Mets Homers Beat Nationals
The Mets beat the Nationals 7-3 Friday night in D.C. for their seventh win in their last eight games, and it showed once again why the Mets must redesign the outfield at Citi Field.
Five of the seven Mets runs scored on three swings of the bat — home runs by David Wright (below), Nick Evans and Lucas Duda. Wright just crushed a three-run shot to center that may or may not have made it out of Citi Field (he smashed two doubles off the wall in Citi Field on Wednesday that would have been homers in most parks). Evans’s solo shot would not likely have cleared the left field wall. However Duda’s solo homer would have cleared Yellowstone Park.
If this game was in Citi Field, it would have been a much closer contest; perhaps the Mets would have lost. Who knows? What everybody does know is that Citi Field is just not fair. The Nationals announcers were going on about how great pains were taken to make Nationals Park a fair stadium, and it is. Such care was not taken with Citi Field, and it’s time to change that.
In any case, the Mets were winners Friday. R.A. Dickey lasted six innings, allowing three runs to move his record to 7-11.
Josh Stinson had an eventful major league debut. He pitched a perfect eighth inning, then was allowed to bat in the ninth, walking in his first-ever at bat. Then he went back out there and allowed a hit, got a double play but allowed another hit before Terry Collins pulled him. He looked good though — a mid-90s fastball and good off-speed stuff.

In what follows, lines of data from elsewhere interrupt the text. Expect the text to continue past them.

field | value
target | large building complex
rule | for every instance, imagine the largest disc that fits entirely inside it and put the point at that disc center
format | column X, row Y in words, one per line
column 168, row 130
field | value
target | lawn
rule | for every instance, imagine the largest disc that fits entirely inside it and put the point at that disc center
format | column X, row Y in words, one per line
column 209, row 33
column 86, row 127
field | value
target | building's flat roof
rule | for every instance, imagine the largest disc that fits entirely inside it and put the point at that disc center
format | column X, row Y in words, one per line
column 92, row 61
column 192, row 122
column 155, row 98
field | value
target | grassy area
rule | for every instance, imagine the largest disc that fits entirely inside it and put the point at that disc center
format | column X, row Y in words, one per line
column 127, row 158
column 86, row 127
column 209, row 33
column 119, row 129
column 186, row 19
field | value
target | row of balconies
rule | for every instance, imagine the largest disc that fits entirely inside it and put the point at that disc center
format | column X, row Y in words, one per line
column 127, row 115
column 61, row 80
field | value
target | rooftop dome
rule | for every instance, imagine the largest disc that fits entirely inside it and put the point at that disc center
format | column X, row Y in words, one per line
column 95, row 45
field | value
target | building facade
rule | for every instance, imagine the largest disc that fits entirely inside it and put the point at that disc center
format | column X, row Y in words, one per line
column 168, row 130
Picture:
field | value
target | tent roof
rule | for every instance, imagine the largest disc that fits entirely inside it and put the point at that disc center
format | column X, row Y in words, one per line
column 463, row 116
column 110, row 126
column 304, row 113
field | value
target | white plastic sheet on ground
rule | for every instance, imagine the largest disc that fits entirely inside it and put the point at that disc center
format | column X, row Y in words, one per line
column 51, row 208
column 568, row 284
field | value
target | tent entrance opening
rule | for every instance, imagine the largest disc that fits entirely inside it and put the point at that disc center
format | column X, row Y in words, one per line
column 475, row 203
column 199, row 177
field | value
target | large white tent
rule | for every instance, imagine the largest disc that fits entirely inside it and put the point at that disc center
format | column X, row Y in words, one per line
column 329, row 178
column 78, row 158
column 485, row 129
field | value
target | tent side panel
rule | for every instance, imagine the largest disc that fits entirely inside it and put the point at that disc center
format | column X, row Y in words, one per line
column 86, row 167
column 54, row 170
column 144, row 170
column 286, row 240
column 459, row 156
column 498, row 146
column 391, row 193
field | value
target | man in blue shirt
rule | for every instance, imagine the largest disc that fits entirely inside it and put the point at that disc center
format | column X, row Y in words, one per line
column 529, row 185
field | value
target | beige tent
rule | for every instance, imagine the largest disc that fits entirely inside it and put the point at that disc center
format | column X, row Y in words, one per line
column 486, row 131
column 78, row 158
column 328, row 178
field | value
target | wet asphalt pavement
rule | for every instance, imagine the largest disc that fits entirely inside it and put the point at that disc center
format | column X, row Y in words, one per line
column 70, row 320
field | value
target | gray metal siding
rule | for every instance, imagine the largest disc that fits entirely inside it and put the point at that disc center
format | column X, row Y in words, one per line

There could be something there.
Daniel Herrera and his hair, both of whom just acquired Thursday as part of the K-Rod trade, came on to get the final out with his slow stuff.
The Mets are now 67-69 as they crawl their way back to .500.
*****
I recently wrote about how many things these out-of-town announcers get wrong as I am forced to listen to them. Here are two gems from Nationals play-by-play man Bob Carpenter on Friday:
Discussing the Mets financial woes, he said the deal with “Eddie Einhorn from Chicago” fell through. Eddie Einhorn is a long-time front office man with the White Sox. David Einhorn was the would-be investor. And that was no slip of the tongue. If it were, he wouldn’t have said “Chicago.” No, he thought Eddie Einhorn was investing with the Mets while working for the Sox.
On Jose Reyes: “I thought he’s been underrated defensively because of his great range. But he has a strong arm.” Yeah, no kidding. His defense is widely and openly regarded as excellent by everyone.